Prezydent Białorusi Aleksander Łukaszenko powiedział, że zatrzymani w związku z zamachem w mińskim metrze przyznali się do winy. "Przestępstwo zostało wykryte" - powiedział na naradzie ze swoimi współpracownikami, transmitowanej przez telewizję państwową.

Łukaszenka zaznaczył, że wiadomo już, kto i jak przeprowadził zamach, nie wiadomo jeszcze, dlaczego. Polecił także przesłuchać polityków opozycji. Chcę zwrócić uwagę na jeszcze jeden aspekt tych dni, związany z próbami wywołania w społeczeństwie paniki poprzez rozpowszechnianie plotek o licznych wybuchach w kraju, o tym, że za tym stoją władze, i tak dalej - powiedział.

Za rozpowszechnianie podobnych oszczerczych wymysłów winni poniosą odpowiedzialność karną - oznajmił. Należy (...) zbadać wszystkie wypowiedzi rozmaitych działaczy politycznych. Proszę nie łączyć tego z tym, że wykorzystujemy moment, żeby wywrzeć nacisk na jakąś opozycję - nakazał Łukaszenka.
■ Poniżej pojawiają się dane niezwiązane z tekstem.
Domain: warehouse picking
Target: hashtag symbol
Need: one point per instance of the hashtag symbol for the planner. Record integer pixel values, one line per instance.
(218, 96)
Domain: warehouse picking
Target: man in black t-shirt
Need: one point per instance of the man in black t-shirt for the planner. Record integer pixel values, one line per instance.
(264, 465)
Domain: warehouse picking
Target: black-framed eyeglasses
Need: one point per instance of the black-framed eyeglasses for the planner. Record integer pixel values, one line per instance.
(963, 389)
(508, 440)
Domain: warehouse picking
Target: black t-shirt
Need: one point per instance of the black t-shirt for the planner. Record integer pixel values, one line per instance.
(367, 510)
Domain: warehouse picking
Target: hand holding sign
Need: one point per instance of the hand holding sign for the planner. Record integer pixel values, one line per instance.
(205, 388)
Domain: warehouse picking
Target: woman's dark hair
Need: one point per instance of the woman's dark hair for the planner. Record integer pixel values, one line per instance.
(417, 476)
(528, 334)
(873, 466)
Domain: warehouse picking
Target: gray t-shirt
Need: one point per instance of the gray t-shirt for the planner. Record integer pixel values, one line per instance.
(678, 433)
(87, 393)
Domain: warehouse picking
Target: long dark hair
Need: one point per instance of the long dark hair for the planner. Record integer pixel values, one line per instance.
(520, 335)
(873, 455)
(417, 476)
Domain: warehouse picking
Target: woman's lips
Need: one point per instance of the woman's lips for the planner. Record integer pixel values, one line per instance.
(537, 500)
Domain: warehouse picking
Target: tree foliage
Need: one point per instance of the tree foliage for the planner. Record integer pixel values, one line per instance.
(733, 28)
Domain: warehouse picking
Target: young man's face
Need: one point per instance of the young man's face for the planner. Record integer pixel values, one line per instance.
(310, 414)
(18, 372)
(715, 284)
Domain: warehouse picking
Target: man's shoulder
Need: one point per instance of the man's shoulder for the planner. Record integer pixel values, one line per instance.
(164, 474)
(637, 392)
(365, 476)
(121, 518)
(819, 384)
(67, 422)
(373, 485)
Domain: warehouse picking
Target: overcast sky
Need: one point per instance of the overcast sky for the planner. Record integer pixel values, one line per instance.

I dodał: W ramach sprawy karnej wszystkich przesłuchać.

Wpadli dzięki monitoringowi

Kluczowe znaczenie dla zatrzymania Białorusinów miał materiał filmowy z kamer w mińskim metrze. Zarejestrowały, jak główny podejrzany - 25-latek z dużą czarną torbą - wchodzi na stację metra Oktiabrskaja.

Widać, jak zostawił tę torbę w miejscu eksplozji. Wstał z ławki i poszedł w stronę przejścia podziemnego. Tam obserwując torbę zaczął manipulować w kieszeni kurtki, lub spodni i wtedy doszło do wybuchu - mówił zastępca prokuratora generalnego Białorusi Andriej Szwed.

Szwed dodał, że pojawiła się czwarta wersja zamachu. Nie ujawnił jaka. Wcześniej - jeśli chodzi o motywy - była mowa o destabilizacji kraju, zemście radykalnych organizacji, lub działaniu osoby chorej psychicznie.

W poniedziałkowym zamachu zginęło 12 osób, a ponad 100 zostało rannych.